It’s been a rough couple months for lawyers in the Third Circuit.
In June, the court in Roberts v. Ferman upheld a district court’s dismissal of a suit based on counsel’s failure to follow the required procedures for recreating gaps in the record. The published opinion contained harsh language directed at the lawyer, for example suggesting that “counsel should take the time to read” the applicable rule.
In September, the court in Hoffman v. Nordic Naturals [disclosure: I represented the appellant on rehearing] granted a FRAP 38 motion against counsel for damages for a frivolous appeal. The panel denied a motion to vacate the frivolous-appeal order even after six law professors filed an amicus brief arguing that the court’s appeal ruling was incorrect, and the court ordered counsel to pay attorney’s fees of $23,000.
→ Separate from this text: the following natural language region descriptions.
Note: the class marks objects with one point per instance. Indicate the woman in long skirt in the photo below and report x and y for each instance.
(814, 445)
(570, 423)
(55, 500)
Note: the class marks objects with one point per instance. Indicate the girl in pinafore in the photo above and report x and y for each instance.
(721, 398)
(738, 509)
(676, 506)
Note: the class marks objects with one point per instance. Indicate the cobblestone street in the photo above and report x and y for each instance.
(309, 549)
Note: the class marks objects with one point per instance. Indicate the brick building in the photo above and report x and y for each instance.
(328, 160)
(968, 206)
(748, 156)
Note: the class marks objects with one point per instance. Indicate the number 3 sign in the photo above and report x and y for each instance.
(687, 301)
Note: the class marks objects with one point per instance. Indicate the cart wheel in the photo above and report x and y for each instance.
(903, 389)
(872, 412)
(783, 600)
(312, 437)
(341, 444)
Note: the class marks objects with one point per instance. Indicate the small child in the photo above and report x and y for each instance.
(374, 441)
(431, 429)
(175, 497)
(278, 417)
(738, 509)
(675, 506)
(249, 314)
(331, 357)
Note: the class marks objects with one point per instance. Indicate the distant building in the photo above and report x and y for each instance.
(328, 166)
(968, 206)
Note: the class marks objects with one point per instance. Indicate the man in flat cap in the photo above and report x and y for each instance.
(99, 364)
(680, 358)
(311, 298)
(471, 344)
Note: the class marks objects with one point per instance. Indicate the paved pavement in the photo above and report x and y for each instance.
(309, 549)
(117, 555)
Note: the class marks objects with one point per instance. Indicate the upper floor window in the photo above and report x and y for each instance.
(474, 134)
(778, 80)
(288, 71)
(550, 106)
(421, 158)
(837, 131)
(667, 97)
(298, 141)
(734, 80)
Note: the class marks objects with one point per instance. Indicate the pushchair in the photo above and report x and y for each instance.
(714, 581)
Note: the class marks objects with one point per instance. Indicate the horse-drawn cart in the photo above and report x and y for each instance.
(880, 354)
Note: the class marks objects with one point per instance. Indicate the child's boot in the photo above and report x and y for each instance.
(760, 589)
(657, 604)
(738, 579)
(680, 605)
In November, the court in Papp v. Fore-Kast Sales held that an appellee forfeited an alternative grounds for affirmance by raising it in a footnote and incorporating by reference its district court arguments.
And just this week the court in Marino v. Usher upheld a $28,000 sanction against a lawyer for his contact with an unrepresented party, after a different panel in June upheld a three-month suspension of the lawyer’s license for the same conduct.
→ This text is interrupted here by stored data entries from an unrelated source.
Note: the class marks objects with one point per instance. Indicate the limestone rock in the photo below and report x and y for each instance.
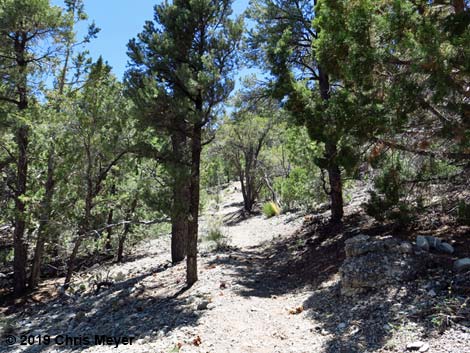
(372, 263)
(422, 243)
(462, 264)
(445, 248)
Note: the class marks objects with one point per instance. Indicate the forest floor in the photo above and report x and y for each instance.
(273, 288)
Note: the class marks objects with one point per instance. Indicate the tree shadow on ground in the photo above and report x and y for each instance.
(308, 261)
(139, 307)
(238, 216)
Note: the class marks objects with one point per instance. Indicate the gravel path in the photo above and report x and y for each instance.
(247, 300)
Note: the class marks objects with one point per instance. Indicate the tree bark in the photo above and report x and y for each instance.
(109, 232)
(20, 258)
(46, 209)
(191, 245)
(334, 172)
(127, 229)
(22, 140)
(336, 186)
(180, 209)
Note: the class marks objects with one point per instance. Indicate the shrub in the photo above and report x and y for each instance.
(271, 209)
(389, 199)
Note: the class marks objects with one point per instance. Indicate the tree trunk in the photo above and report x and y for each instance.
(180, 209)
(127, 229)
(22, 135)
(46, 209)
(109, 231)
(191, 258)
(334, 172)
(20, 257)
(72, 259)
(336, 187)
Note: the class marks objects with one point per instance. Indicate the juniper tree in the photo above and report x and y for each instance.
(30, 32)
(409, 60)
(183, 64)
(283, 39)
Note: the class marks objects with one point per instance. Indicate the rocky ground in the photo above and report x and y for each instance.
(275, 287)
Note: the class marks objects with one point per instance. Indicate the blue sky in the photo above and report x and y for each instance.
(121, 20)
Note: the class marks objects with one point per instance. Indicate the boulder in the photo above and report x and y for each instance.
(445, 248)
(422, 243)
(462, 264)
(373, 263)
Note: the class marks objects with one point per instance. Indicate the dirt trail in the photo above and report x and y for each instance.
(238, 305)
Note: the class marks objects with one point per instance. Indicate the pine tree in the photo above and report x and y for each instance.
(181, 72)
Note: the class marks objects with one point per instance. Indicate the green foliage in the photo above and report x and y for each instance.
(271, 209)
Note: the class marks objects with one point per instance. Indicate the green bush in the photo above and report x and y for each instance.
(300, 190)
(271, 209)
(388, 201)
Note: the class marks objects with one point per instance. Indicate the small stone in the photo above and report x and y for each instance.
(424, 348)
(433, 242)
(462, 264)
(445, 248)
(422, 243)
(202, 305)
(417, 346)
(406, 248)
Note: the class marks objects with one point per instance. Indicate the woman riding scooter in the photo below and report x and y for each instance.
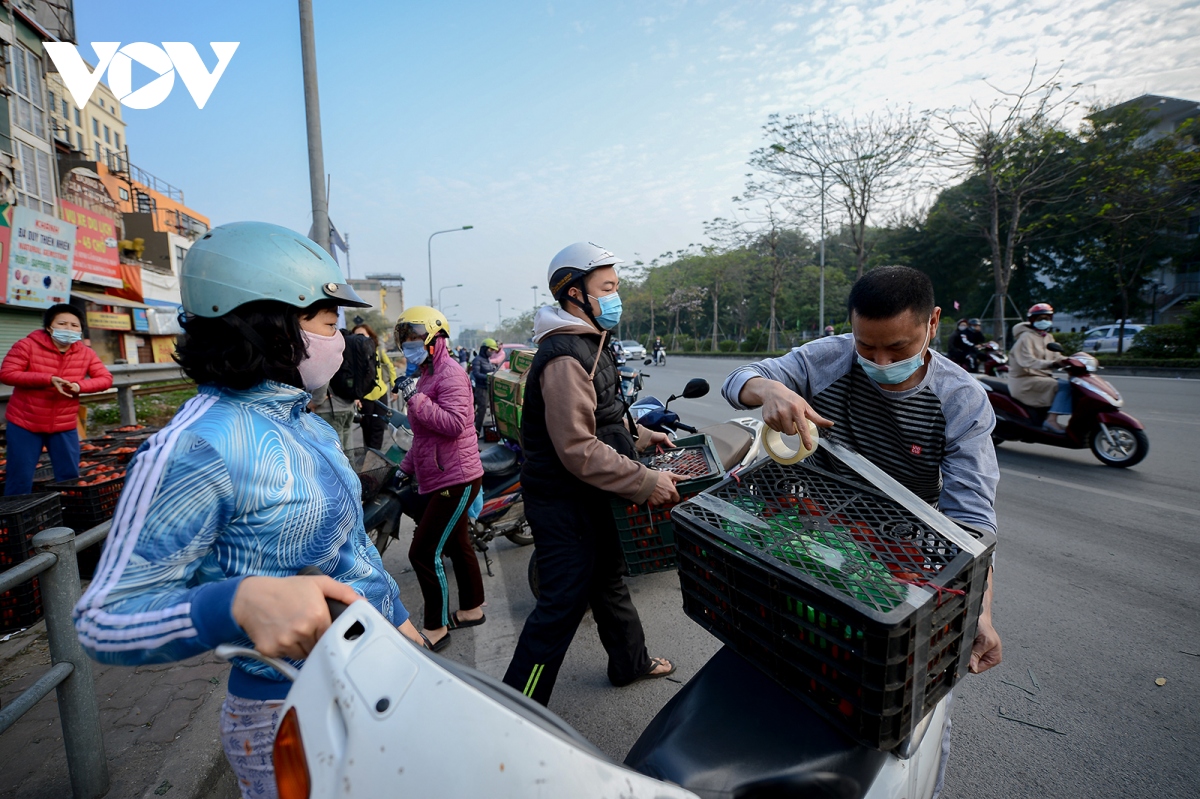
(1030, 379)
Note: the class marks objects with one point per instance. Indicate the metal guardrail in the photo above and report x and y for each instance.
(70, 673)
(125, 378)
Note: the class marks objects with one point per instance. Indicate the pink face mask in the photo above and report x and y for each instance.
(324, 359)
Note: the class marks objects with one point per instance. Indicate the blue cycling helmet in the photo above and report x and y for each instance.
(243, 262)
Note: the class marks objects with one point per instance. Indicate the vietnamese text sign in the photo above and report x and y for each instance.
(106, 320)
(40, 259)
(96, 259)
These four decisions all follow in the wake of the court’s widely discussed 2015 opinion in Lehman Brothers v. Gateway Funding. There the court held that a party forfeited a claim because its lawyer failed to include a relevant transcript in the appellate record, describing the omission as “at best show[ing] a remarkable lack of diligence and at worse indicat[ing] an intent to deceive this Court.”
So what’s all this mean? Are these just normal, isolated rulings, or is something broader going on? Is the Third Circuit taking a harder line? I don’t believe that the judges all sat down one day and agreed to start dropping the hammer on lawyers. But my sense is that the landscape is shifting, so that the court today is less reticent than it used to be about criticizing and punishing lawyers whose work it disapproves of.
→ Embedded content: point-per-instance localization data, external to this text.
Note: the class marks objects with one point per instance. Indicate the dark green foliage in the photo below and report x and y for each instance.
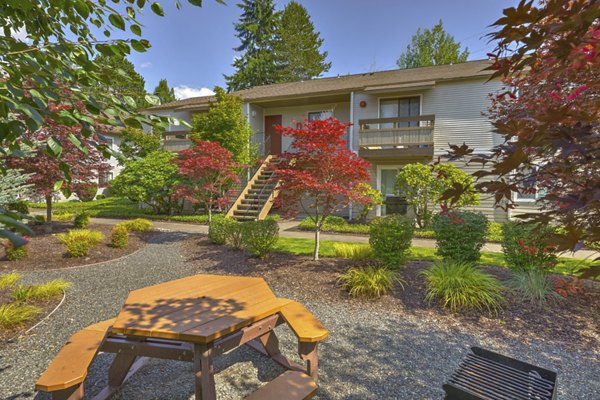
(463, 286)
(298, 45)
(460, 235)
(119, 237)
(432, 47)
(81, 220)
(526, 246)
(164, 92)
(390, 238)
(260, 237)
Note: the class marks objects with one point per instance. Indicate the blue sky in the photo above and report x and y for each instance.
(193, 47)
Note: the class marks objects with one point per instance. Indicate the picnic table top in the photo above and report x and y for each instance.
(199, 308)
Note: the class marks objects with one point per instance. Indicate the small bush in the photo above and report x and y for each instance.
(14, 253)
(79, 241)
(137, 225)
(460, 235)
(463, 286)
(81, 220)
(353, 251)
(8, 280)
(525, 246)
(119, 237)
(260, 237)
(390, 238)
(533, 285)
(371, 281)
(218, 230)
(12, 315)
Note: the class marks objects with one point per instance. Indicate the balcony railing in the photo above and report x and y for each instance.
(392, 132)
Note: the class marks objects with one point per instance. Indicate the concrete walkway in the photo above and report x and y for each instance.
(289, 229)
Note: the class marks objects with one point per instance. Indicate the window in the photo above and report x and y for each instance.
(319, 115)
(398, 108)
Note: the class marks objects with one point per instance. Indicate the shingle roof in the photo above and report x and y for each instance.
(345, 83)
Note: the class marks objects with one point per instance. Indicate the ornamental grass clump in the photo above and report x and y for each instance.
(460, 285)
(390, 238)
(78, 242)
(370, 281)
(460, 235)
(260, 237)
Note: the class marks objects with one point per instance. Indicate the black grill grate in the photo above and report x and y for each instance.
(485, 375)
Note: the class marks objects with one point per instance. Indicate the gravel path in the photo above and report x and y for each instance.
(369, 355)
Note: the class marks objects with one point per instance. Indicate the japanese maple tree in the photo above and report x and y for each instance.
(320, 174)
(209, 172)
(548, 56)
(61, 158)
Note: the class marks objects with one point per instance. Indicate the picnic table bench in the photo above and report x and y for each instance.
(192, 319)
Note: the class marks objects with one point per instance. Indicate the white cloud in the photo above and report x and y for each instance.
(185, 92)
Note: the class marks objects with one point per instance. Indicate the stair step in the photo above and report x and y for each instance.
(291, 385)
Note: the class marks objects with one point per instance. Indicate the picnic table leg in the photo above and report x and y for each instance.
(308, 352)
(204, 372)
As a practical matter, rulings like these will make some non-appellate lawyers think twice about handling Third Circuit appeals on their own. Several of the lawyers who’ve gotten in trouble with the court recently appear to have had minimal prior federal appellate experience. And a couple of them had gotten unwanted media attention in the past for coloring outside the lines, like this and this. Lawyers who aren’t familiar with both the rules and the norms of federal appellate practice can unwittingly make serious mistakes.
As these cases show, the price for those mistakes can be stiff indeed.